For marketers, this is the opportunity of a lifetime. The
rapid transition from mass to social media presents the opportunity to create
impactful, relevant marketing messages. This data-powered personalized
marketing approach is not only much more effective, but also more
cost-efficient and scalable.
Conventional Marketing vs. Personalized Marketing
Conventional marketing is like trying to hit a thousand
bullseyes with one arrow. For too long, marketers have accepted absurdly low
conversion rates for the deployment of an an email or banner ad, with a
singular message for a massive audience. This typically requires significant
upfront investment and large-scale deployment, without a guarantee that those
marketers are even reaching the most appropriate customers.
Personalized marketing using social data-triggered
programmatic techniques, on the other hand, can be scaled from an extremely
narrow, niche audience ("18-22 year old males in Portland who like Daft
Punk") to an audience numbering in the hundreds of thousands ("18-22
year olds who like electronic music"). By looking at a group of users'
behavior data and social profile, marketers can create tailor messages for
higher relevancy and, ultimately, effectiveness.

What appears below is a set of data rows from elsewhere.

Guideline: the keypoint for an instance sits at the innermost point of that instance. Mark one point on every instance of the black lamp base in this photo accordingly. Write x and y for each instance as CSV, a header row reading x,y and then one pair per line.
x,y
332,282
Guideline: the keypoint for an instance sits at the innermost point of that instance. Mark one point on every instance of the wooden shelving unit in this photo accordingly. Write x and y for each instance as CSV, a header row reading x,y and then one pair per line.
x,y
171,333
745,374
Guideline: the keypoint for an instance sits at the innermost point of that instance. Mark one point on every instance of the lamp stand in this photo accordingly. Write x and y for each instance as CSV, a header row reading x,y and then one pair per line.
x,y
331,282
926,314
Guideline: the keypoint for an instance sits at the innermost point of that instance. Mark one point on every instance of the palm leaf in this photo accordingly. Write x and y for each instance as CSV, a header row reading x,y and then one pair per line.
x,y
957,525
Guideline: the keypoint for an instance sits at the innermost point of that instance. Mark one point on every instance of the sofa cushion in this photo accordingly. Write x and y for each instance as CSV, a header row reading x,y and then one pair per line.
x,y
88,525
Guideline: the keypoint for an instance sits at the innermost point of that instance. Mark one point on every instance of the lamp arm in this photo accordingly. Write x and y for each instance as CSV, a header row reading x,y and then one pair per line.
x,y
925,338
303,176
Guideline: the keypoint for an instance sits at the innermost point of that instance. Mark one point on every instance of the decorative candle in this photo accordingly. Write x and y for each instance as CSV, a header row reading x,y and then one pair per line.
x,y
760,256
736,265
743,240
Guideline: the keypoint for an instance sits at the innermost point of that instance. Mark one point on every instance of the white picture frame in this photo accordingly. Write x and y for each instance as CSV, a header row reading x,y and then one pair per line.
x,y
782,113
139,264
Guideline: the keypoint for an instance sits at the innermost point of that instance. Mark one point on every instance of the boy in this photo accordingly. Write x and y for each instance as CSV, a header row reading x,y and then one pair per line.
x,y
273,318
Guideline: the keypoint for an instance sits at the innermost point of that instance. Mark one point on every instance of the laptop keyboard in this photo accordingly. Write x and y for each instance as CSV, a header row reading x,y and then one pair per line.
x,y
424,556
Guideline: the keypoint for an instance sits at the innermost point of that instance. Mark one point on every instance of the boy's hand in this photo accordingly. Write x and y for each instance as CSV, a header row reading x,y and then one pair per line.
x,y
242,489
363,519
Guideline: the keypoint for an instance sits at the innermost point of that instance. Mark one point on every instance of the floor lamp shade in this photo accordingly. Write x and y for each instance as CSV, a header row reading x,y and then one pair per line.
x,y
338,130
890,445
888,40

The Three-Step Personalized Marketing Process
Every personalized marketing campaign is a three-step
process:
- Data Collection: The first step to collecting user data is to implement social login. Social Login provides a permission-based way for users to register and sign-in to your web properties via their existing social profiles, so your business can collect and analyze the relevant data points you need to better understand your customers.
- Data Segmentation: Raw data itself is quite meaningless for marketing purposes. Crunching this data and deriving meaning from it is the crucial second step in the personalized marketing process. This includes analyzing the data to identify customer identity and behavior and using it to create powerful personalized marketing campaigns.
- Data Conversion: After data is collected and segmented, it needs to be converted into actionable insight. This means tying the data you've collected and analyzed into the marketing platforms you currently use, such as CRM software, advertising networks, email marketing platforms and more.
For far too long, marketers have relied on old
technologies and tactics to attract customers and boost conversions. We've
accepted abysmal conversion rates as the norm, but now we possess the
technology and the insight to transform our marketing efforts.
By leveraging deep identity data through technologies
like social login, marketers can finally make marketing relevant again and
regain control in the age of the connected consumer.